Produce Merchants is a new food market and restaurant run by the Quattroville family’s Fourth Village (they own a produce market in Mosman). But it’s not all them: the downstairs bazaar has stalls featuring specialty operators from across Sydney. Fourth Village’s Dominic Quattroville likens it to the retail version of the Tramsheds or Barangaroo. “We have so many food precincts now but they're heavily restaurant-orientated,” he says. “You talk about Adelaide Central markets, or the Vic Markets [in Melbourne] … you go in there and you know the person over the counter, they know what you like. Sydney didn’t really have that in one space.”
Fourth Village has worked with food journalist John Newton on filling the space with smaller, up-and-coming operators, not established names.

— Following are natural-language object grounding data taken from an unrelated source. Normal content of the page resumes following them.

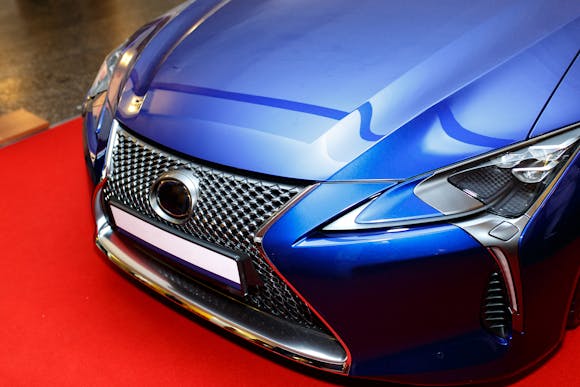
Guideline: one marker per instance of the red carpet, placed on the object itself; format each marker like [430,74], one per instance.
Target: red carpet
[67,318]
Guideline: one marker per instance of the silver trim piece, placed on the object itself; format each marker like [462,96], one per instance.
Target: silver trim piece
[115,127]
[446,198]
[505,254]
[297,343]
[189,181]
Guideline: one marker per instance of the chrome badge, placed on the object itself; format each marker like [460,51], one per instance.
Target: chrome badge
[174,195]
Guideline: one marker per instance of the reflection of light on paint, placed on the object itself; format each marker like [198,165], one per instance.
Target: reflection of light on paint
[126,58]
[134,106]
[437,142]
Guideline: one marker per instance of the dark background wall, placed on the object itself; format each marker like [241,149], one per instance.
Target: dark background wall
[50,50]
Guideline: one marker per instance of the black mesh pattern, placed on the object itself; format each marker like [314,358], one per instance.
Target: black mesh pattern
[230,210]
[495,313]
[486,183]
[518,201]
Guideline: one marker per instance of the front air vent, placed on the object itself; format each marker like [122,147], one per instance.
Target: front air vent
[495,313]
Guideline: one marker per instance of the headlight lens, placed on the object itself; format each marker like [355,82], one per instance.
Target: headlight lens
[105,74]
[506,183]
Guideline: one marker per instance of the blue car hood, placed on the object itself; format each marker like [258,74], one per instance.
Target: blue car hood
[341,90]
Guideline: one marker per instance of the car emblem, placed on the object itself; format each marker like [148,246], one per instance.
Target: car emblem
[174,195]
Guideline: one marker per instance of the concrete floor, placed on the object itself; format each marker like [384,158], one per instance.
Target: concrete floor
[50,50]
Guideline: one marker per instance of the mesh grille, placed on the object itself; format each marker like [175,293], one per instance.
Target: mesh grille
[230,210]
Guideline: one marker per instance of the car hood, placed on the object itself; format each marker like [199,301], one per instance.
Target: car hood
[341,90]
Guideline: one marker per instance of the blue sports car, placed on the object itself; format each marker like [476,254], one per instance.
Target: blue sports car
[380,189]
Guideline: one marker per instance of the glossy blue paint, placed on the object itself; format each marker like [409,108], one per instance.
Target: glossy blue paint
[398,204]
[377,276]
[367,98]
[564,107]
[353,90]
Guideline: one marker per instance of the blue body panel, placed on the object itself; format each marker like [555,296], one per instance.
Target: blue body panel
[377,276]
[363,100]
[564,106]
[359,88]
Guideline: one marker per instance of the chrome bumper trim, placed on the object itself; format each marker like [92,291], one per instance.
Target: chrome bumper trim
[297,343]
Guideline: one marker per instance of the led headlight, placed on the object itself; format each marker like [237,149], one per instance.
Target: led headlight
[105,74]
[506,183]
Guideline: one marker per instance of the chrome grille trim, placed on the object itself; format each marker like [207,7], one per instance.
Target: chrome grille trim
[231,210]
[307,346]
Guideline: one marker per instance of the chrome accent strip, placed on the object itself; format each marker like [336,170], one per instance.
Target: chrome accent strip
[445,197]
[258,240]
[504,265]
[506,253]
[297,343]
[274,218]
[185,177]
[115,127]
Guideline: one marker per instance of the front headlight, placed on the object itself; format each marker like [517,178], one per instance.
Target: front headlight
[105,74]
[506,183]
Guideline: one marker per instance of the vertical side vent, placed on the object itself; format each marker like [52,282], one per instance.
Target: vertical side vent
[495,313]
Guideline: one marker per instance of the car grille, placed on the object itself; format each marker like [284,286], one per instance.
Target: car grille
[496,317]
[230,210]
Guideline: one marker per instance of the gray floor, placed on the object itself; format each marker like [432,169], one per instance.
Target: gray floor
[50,50]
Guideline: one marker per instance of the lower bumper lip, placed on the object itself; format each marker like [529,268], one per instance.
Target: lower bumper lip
[297,343]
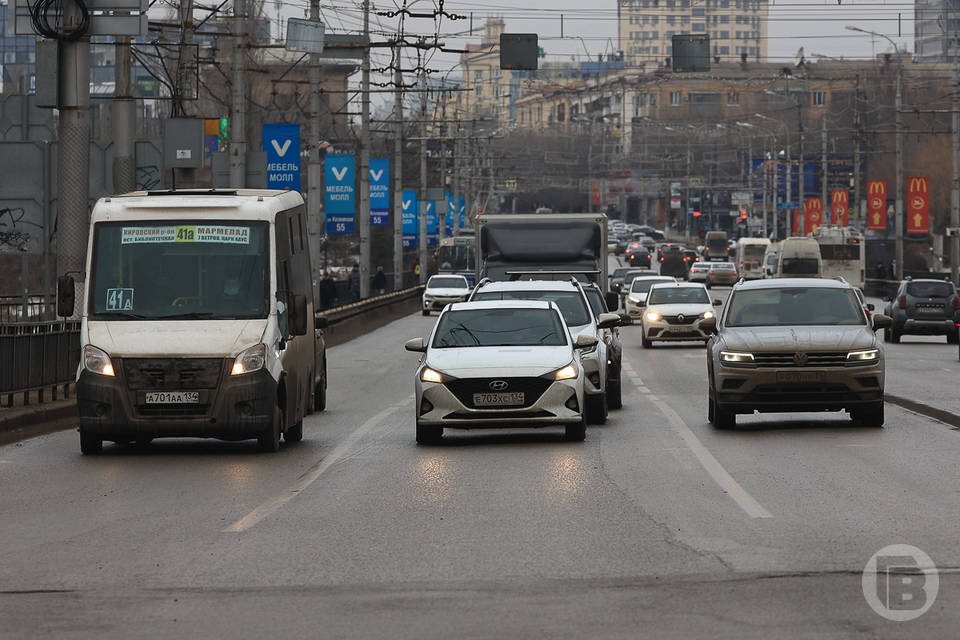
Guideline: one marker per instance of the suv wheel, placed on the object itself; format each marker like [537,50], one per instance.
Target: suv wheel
[870,415]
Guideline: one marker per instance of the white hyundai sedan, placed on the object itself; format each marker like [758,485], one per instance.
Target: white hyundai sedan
[674,311]
[442,290]
[500,364]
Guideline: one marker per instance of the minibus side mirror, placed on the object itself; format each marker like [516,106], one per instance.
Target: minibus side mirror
[299,316]
[65,296]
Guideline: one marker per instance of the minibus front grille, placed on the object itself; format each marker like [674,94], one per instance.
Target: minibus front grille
[172,373]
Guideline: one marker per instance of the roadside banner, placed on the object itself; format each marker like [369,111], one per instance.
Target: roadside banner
[339,177]
[812,214]
[877,205]
[840,201]
[408,214]
[918,205]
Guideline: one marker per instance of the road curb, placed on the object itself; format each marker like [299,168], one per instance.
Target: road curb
[942,415]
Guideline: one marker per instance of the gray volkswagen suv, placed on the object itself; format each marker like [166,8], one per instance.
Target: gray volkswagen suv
[799,344]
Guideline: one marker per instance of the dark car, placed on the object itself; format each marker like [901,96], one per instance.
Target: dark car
[923,307]
[673,263]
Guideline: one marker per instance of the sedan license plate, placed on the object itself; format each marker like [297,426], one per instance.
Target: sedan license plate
[795,377]
[172,397]
[511,399]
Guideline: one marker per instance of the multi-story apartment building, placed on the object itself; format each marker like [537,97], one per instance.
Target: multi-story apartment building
[737,28]
[936,28]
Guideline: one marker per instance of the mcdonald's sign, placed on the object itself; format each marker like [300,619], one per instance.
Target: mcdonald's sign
[918,204]
[840,201]
[812,214]
[877,205]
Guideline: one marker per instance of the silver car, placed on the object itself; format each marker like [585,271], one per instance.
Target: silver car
[799,344]
[499,364]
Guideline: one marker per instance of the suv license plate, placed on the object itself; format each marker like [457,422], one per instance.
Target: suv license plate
[794,377]
[172,397]
[498,399]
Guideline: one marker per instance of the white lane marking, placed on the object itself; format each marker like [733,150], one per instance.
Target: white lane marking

Among the stalls will be sourdough from Tom Eadie’s Berkelo; fresh fish from Coogee’s The One That Got Away; Oregano Bakery; a specialty cheese store from Adelaide’s Smelly Cheese Shop; as well as a paddock-to-counter butchery; a flower market; a pasta stall; a Middle-Eastern grocer; and a cafe. “They're short-term licences so people can use the space for however long they see fit. They may launch in here and outgrow it. It works for us to because it will always be changing, always dynamic.” Quattroville says some vendors, such as the cheese shop, fishmonger and butcher, are likely to stay on long-term.
The best space of all is upstairs. You’ll find a sun-drenched mezzanine refitted with touches of the building’s heritage. “The bones of the old Fratelli site were so great, we've just lifted the standard,” says Quattroville. The 100-seater restaurant, run by Sal Quattroville with Riccardo Interdonato as head chef, will be open for lunch only, serving diners carello-style (imagine yum cha trolleys but stacked with Mediterranean share plates). The rest on the menu is simple, with a couple of pastas such as scallop risotto with zucchini flower, Canadian scallops, mascarpone. Mains include lamb shoulder with artichoke puree or whole trout, both woodfired.
Danks Streets Produce Merchants opens this Thursday.